The ranchers group R-CALF USA thoroughly embraced the rollout, calling it “a bold and absolutely essential step in ridding the U.S. cattle market of anticompetitive practices,” and saying it would reverse adverse court rulings that had relegated the Packers and Stockyards Act “a toothless tiger.” On the other hand, the National Cattlemen’s Beef Association said it had “serious concerns with any efforts to increase government intrusion in the marketplace” and claimed studies show the current rules have kept the cattle market free from antitrust activities, collusion and price fixing. The American Meat Institute accused USDA of “engaging in a regulatory end-run”; NCBA, AMI and the National Pork Producers Council all requested a 120-day extension of the comment period beyond the initial cut off date of Aug. 23, 2010.
R-CALF and other groups objected to that, saying in a letter to Butler it “would unduly delay implementation of the specific reforms mandated by Congress,” and called on GIPSA to expedite implementation of the rules “so that we can begin the process of returning to independent livestock and poultry producers a properly functioning, competitive marketplace.
The American Farm Bureau Federation came down in favor of the proposed rule, president Bob Stallman saying in a statement, “For too long, producers have had to bear the financial hardship of being at the whim of production contractors, resulting in inequality in production practices, increasing losses and decreasing profitability. The GIPSA proposed rule would level the playing field.”
However, Travis Justice, senior economist for the Arkansas Farm Bureau, has his concerns, and he supports the call for an extended comment period. “On the surface, some of these provisions are pretty straightforward,” Justice told Ozarks Farm & Neighbor. “Others, I think we need some more time to flesh out some of the ramifications.”
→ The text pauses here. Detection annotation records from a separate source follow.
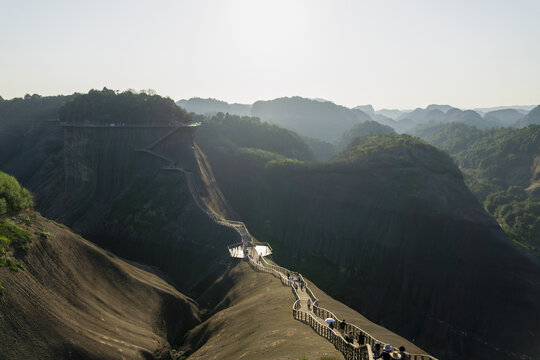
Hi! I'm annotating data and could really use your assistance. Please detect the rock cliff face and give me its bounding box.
[198,133,540,359]
[0,213,200,360]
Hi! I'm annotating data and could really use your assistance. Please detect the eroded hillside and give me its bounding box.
[0,212,200,360]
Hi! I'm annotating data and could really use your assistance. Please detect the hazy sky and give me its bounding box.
[0,0,540,108]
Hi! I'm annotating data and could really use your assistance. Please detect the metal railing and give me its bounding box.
[250,257,437,360]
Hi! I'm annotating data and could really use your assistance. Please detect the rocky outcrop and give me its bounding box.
[198,134,540,359]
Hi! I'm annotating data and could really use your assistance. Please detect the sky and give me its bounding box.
[0,0,540,109]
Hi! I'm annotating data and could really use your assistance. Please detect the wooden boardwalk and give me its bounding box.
[136,138,437,360]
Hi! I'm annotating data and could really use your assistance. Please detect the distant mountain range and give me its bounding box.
[176,96,540,142]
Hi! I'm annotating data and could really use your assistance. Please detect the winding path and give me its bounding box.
[136,134,437,360]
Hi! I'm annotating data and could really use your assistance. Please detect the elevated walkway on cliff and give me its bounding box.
[60,121,201,129]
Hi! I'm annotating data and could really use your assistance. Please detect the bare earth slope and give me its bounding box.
[0,213,199,360]
[183,262,425,360]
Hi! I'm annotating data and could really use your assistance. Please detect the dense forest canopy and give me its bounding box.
[59,88,191,124]
[0,94,73,121]
[418,123,540,256]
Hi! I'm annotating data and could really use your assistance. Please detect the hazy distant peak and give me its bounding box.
[426,104,455,113]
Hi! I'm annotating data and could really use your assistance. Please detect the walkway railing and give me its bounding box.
[248,255,373,360]
[250,258,437,360]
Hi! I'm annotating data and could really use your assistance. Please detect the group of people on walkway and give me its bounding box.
[372,341,410,360]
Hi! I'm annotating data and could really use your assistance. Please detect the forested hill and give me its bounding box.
[197,113,314,161]
[198,123,540,359]
[59,88,190,124]
[418,123,540,256]
[0,94,73,121]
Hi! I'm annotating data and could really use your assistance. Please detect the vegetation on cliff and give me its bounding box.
[197,119,538,359]
[0,172,33,297]
[0,94,72,121]
[59,88,191,125]
[0,171,34,215]
[197,113,314,161]
[418,123,540,254]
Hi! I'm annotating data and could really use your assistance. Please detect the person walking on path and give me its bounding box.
[339,319,347,335]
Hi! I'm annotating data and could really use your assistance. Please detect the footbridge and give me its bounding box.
[135,129,437,360]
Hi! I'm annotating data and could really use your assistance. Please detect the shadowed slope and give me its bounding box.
[0,214,199,360]
[180,262,343,360]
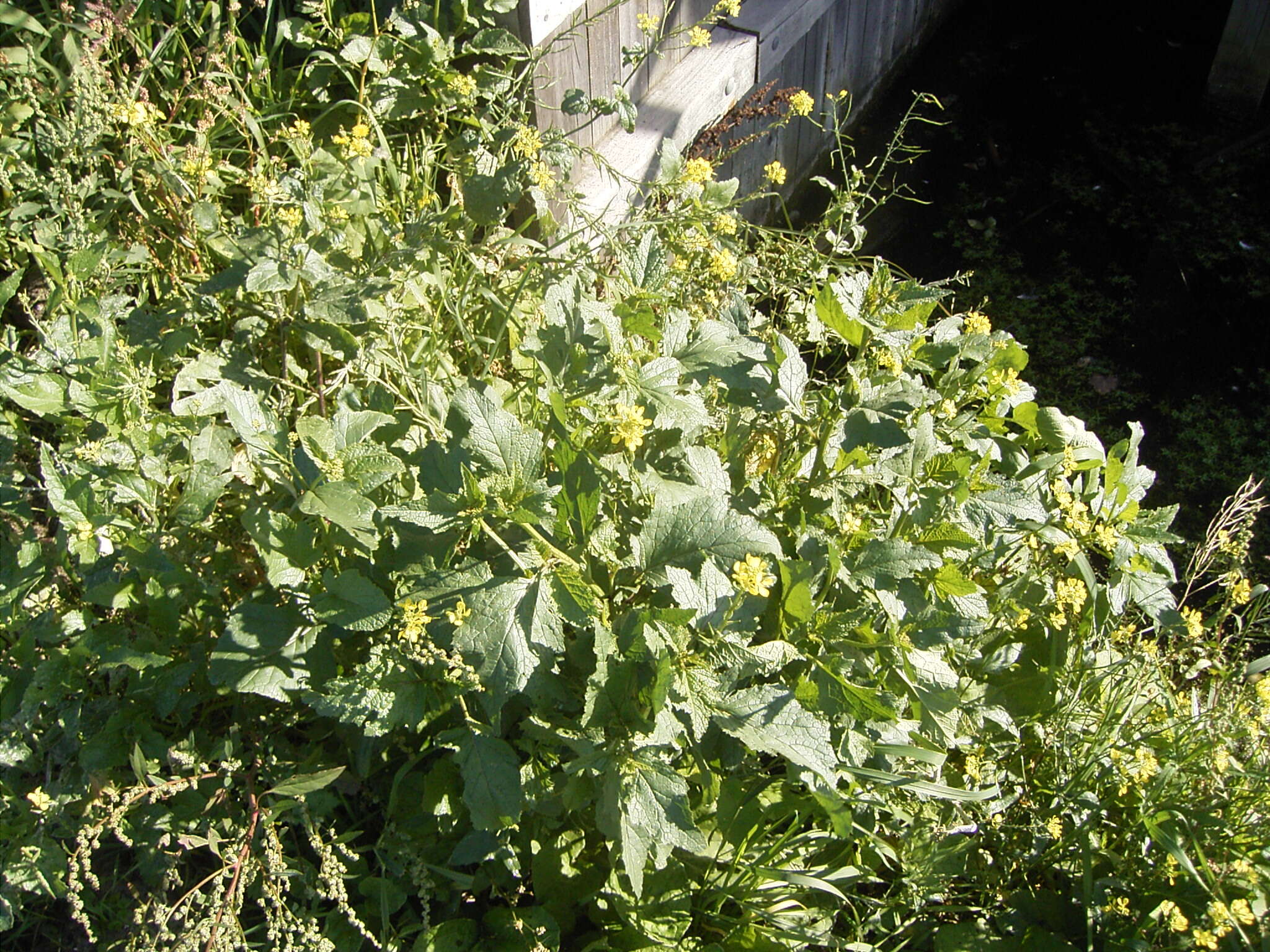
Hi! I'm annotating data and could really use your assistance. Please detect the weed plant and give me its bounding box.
[0,2,1270,952]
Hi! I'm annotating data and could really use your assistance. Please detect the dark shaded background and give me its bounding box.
[856,0,1270,550]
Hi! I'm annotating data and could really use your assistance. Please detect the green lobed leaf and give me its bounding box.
[455,729,523,830]
[715,684,838,787]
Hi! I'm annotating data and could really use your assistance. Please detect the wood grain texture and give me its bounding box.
[1208,0,1270,114]
[573,28,758,222]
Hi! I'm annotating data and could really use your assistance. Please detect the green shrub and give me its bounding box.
[0,6,1268,952]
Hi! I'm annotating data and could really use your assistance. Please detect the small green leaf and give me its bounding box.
[207,602,314,700]
[262,767,345,797]
[314,569,393,631]
[455,730,522,830]
[715,684,838,787]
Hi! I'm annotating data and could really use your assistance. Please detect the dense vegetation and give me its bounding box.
[0,0,1270,952]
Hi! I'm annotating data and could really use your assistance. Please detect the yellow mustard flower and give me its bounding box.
[988,367,1024,396]
[1103,896,1130,915]
[530,159,556,192]
[790,89,815,115]
[745,433,778,477]
[713,212,737,235]
[110,99,160,127]
[446,74,476,99]
[961,311,992,334]
[401,599,432,643]
[1181,608,1204,640]
[1231,578,1252,606]
[732,555,776,598]
[330,122,375,159]
[1157,899,1190,932]
[512,125,542,159]
[680,157,714,185]
[611,403,653,453]
[1231,899,1258,925]
[1191,929,1217,951]
[1054,579,1090,614]
[710,247,737,281]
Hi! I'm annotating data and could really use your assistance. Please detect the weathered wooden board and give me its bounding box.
[573,28,758,222]
[521,0,955,221]
[535,11,594,148]
[520,0,585,46]
[728,0,837,86]
[1208,0,1270,115]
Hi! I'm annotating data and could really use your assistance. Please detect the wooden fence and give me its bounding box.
[518,0,955,226]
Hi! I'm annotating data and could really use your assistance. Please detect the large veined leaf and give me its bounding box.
[961,486,1049,540]
[453,578,564,717]
[207,602,315,700]
[446,387,542,478]
[455,730,522,830]
[300,481,378,550]
[314,569,393,631]
[633,493,781,571]
[628,356,710,437]
[303,643,460,738]
[851,539,944,585]
[715,684,838,787]
[606,760,705,896]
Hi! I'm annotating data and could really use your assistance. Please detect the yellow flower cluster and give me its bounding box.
[988,367,1024,396]
[961,311,992,334]
[1110,746,1160,796]
[745,433,777,477]
[611,403,653,453]
[1103,896,1130,915]
[683,229,710,252]
[1054,579,1090,614]
[732,555,776,598]
[278,205,303,231]
[680,157,714,185]
[401,601,432,645]
[790,89,815,115]
[1228,576,1252,606]
[874,348,904,373]
[180,146,212,182]
[1194,899,1258,948]
[330,122,375,159]
[1181,608,1204,641]
[710,247,737,281]
[530,159,555,192]
[446,74,476,99]
[110,99,161,127]
[1156,899,1190,932]
[512,126,542,159]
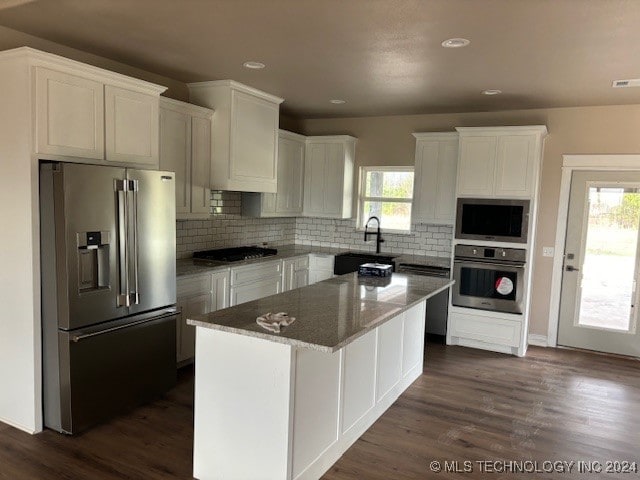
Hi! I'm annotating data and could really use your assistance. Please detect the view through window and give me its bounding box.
[578,186,640,331]
[358,167,413,232]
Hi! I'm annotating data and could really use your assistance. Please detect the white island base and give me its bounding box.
[194,301,425,480]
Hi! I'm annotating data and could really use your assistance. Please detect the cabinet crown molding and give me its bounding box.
[187,80,284,105]
[307,135,358,145]
[278,129,307,143]
[411,132,460,140]
[160,96,214,119]
[456,125,548,137]
[0,47,167,95]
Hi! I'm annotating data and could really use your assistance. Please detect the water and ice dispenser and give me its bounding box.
[77,232,111,293]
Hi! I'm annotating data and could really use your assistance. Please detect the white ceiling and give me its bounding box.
[0,0,640,118]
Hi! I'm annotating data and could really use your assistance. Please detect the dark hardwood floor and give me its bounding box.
[0,344,640,480]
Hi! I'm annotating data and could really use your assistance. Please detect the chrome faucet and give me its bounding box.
[364,217,384,253]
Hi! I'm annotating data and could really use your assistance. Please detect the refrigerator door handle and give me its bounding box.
[129,180,140,305]
[115,180,131,307]
[71,311,176,343]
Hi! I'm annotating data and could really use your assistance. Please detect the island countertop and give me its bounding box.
[187,273,454,352]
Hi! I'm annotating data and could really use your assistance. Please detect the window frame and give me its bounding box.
[356,165,416,235]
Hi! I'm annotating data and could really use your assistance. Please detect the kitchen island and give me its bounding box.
[188,273,453,480]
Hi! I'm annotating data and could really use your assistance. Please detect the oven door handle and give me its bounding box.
[453,259,526,270]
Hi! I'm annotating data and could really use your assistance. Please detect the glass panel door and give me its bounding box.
[576,186,640,331]
[558,171,640,357]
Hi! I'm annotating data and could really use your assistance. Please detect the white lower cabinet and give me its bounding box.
[176,269,229,364]
[293,349,340,478]
[309,253,336,285]
[229,260,282,306]
[376,314,404,401]
[342,330,377,433]
[193,300,425,480]
[402,303,426,378]
[282,255,309,292]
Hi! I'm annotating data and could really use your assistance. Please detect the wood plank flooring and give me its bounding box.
[0,344,640,480]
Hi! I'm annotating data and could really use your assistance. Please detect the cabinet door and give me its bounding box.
[494,135,536,197]
[35,68,104,160]
[433,141,458,224]
[160,108,191,214]
[411,140,440,223]
[282,258,296,292]
[230,90,279,189]
[230,277,282,306]
[276,138,304,215]
[304,144,328,215]
[292,270,309,288]
[323,143,344,218]
[211,271,229,312]
[190,117,211,214]
[457,136,496,196]
[260,193,280,217]
[104,85,159,168]
[178,293,211,362]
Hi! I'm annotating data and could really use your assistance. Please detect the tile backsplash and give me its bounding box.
[295,218,453,257]
[176,191,453,258]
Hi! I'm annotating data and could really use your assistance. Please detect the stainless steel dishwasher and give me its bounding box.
[397,263,451,336]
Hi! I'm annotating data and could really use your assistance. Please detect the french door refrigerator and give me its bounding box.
[40,163,176,434]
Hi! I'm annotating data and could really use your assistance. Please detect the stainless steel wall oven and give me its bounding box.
[452,245,526,314]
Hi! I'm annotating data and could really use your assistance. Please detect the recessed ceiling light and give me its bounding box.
[442,38,471,48]
[611,78,640,88]
[242,62,266,70]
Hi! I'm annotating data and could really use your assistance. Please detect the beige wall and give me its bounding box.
[300,105,640,336]
[0,26,189,101]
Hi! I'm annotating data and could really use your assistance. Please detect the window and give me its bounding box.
[358,167,413,232]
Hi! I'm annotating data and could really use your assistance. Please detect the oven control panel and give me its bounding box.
[454,245,527,263]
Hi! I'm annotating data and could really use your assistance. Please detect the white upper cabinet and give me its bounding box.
[104,85,159,167]
[160,97,213,219]
[242,130,306,217]
[35,68,104,160]
[33,49,166,169]
[304,135,357,218]
[189,80,283,193]
[456,125,547,198]
[412,132,458,225]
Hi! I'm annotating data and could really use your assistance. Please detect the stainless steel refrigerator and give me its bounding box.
[40,163,176,433]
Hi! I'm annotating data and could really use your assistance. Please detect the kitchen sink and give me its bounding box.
[333,252,396,275]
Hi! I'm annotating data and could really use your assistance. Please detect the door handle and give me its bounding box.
[114,180,131,307]
[129,180,140,305]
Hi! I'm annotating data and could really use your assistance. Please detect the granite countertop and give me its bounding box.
[176,245,451,277]
[187,273,454,352]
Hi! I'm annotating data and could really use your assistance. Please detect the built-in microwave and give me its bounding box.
[456,198,529,243]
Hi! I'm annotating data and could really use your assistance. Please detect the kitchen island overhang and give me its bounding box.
[188,273,453,480]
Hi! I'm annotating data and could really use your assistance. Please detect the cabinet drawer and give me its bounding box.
[449,313,522,347]
[176,274,212,297]
[309,253,335,272]
[231,260,282,285]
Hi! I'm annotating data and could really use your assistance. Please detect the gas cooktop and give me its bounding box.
[193,247,278,262]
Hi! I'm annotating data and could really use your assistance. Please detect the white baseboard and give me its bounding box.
[527,333,549,347]
[0,417,42,435]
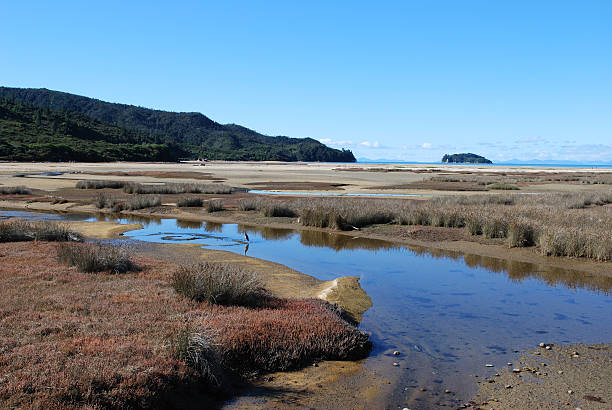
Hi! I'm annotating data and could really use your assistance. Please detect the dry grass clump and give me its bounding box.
[172,262,262,305]
[238,198,297,218]
[169,326,224,387]
[57,244,138,273]
[0,220,82,242]
[94,192,161,212]
[208,298,372,375]
[76,179,127,189]
[238,198,261,211]
[487,182,519,191]
[276,192,612,261]
[204,199,225,213]
[176,197,204,208]
[296,198,396,230]
[123,182,233,195]
[0,185,32,195]
[125,195,161,211]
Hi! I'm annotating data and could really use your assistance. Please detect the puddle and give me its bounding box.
[0,211,612,409]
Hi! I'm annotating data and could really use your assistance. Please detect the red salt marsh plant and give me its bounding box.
[0,242,369,409]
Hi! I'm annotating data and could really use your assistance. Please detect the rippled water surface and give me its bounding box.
[0,213,612,409]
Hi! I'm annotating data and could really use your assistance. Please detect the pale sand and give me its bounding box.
[0,161,611,195]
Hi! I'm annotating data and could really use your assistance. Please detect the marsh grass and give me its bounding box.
[76,179,127,189]
[0,220,82,242]
[123,182,233,195]
[57,243,138,273]
[487,182,519,191]
[204,199,225,213]
[0,185,32,195]
[172,262,262,306]
[169,326,224,387]
[176,197,204,208]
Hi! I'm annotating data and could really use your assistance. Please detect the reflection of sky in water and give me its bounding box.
[0,210,612,408]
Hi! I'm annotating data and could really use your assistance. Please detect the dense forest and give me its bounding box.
[442,152,493,164]
[0,87,355,162]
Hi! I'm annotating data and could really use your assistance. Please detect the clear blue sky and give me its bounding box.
[0,0,612,161]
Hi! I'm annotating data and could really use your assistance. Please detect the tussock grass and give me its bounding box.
[0,220,82,242]
[172,262,262,305]
[238,198,297,218]
[250,192,612,261]
[176,197,204,208]
[57,243,138,273]
[125,195,161,211]
[76,179,127,189]
[487,182,519,191]
[204,199,225,213]
[0,185,32,195]
[169,326,223,387]
[123,182,233,195]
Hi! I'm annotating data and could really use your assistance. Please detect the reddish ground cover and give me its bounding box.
[0,242,369,408]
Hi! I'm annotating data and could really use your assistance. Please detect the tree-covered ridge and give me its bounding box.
[442,152,493,164]
[0,97,184,162]
[0,87,355,162]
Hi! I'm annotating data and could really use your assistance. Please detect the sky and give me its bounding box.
[0,0,612,162]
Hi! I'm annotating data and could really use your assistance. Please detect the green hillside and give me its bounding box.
[0,87,355,162]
In particular, Justice singled out provisions for making public the provisions of private contract arrangements. “Is this helping or hurting the price discovery process?” he asked. Justice said the consolidation of the packing industry was driven by economics and the need to become more efficient. “If we’re attempting to reduce the role of the packers in the pricing process, we could do that by rule, but have we helped the producer’s bottom line in the process?” he said.
One example of that, according to Justice, is the proposed base price requirement. Under a tournament system, “half the people benefit and the other half may not like it,” he said; if a floor price is established and only premiums are allowed, “you’re going to lower the base price for everybody… It may be perceived as a fairer system, but will it be a more profitable system?”
Similarly, he said if integrators are obligated for 80 percent of the capital improvement investments of growers, they will build that additional expense into the system, further impacting returns to producers. And the provisions restricting packer sales and procurement sources and eliminating volume-based preferences, he said, “run the risk of interfering with some of the current marketing agreements that are in place. There’s a lot to be considered in this proposal; there’s some risk there. We may be protecting producers from predatory practices by dealers, buyers and packers, but are we in the process protecting or harming the price discovery system?”